Through these and other moments — such as when a house fire turned fatal, despite his attempts to enter it — Taylor acted as a vital leader who showed a deep love for his community.
“He was an asset to the community,” department Chaplain Dennis Rich said. “He had a way of leading when it dealt with dangerous situations. He was a good man.”
“It takes a special person to be a firefighter, and Bob was definitely one of them,” Podolski said, “but more than a great firefighter, he was a great person.”
While Taylor battled with his disorder, the Fire Department raised funds to support his family. Members will host an event, “Code 91 for Commissioner Bob Taylor,” on Saturday, Oct. 10, from 4 to 9 p.m. at the Four Towns Firefighter’s Training Center, at 1640 Merrick Road in Merrick, which will have a $20 50/50 raffle, $20 entrance and food fee and $20 unlimited drinks fee.
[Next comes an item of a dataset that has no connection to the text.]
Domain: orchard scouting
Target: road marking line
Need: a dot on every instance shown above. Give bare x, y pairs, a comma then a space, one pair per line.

The department is accepting donations via check or Venmo @Code91ForBob. A GoFundMe page, “Help Needed for Ex-Chief Bob Taylor and His Sons,” had raised nearly $2,000 as of press time Tuesday. All funds will be donated to the Taylor family.
“He was always one of the guys you could ask any question to, and he’d help you out in any way,” Irving said. “He was a great man. . . . He is going to be missed.”
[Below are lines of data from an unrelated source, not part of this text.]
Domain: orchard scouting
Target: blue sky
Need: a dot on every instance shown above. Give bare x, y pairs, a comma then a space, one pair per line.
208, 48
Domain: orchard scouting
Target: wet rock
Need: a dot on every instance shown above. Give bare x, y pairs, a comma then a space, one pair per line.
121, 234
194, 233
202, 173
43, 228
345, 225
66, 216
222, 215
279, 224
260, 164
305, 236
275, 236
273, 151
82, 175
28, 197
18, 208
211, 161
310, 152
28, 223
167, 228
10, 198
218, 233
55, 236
“There will be a big chunk taken out of the Bellmore Fire Department with him being gone,” Podolski said. “It’ll never be filled — he’ll always be remembered.”
A funeral mass is scheduled for Thursday at 10 a.m. at St. Barnabas Church in Bellmore. Facemasks will be required. Taylor’s family requests that donations be made to the Fireman’s Association of the State of New York’s Volunteer Firemen Home (125 Harry Howard Ave., New York, N.Y. 12534) in lieu of flowers.
Taylor is survived by his four sons, Michael, Steven, Christopher and Nicholas.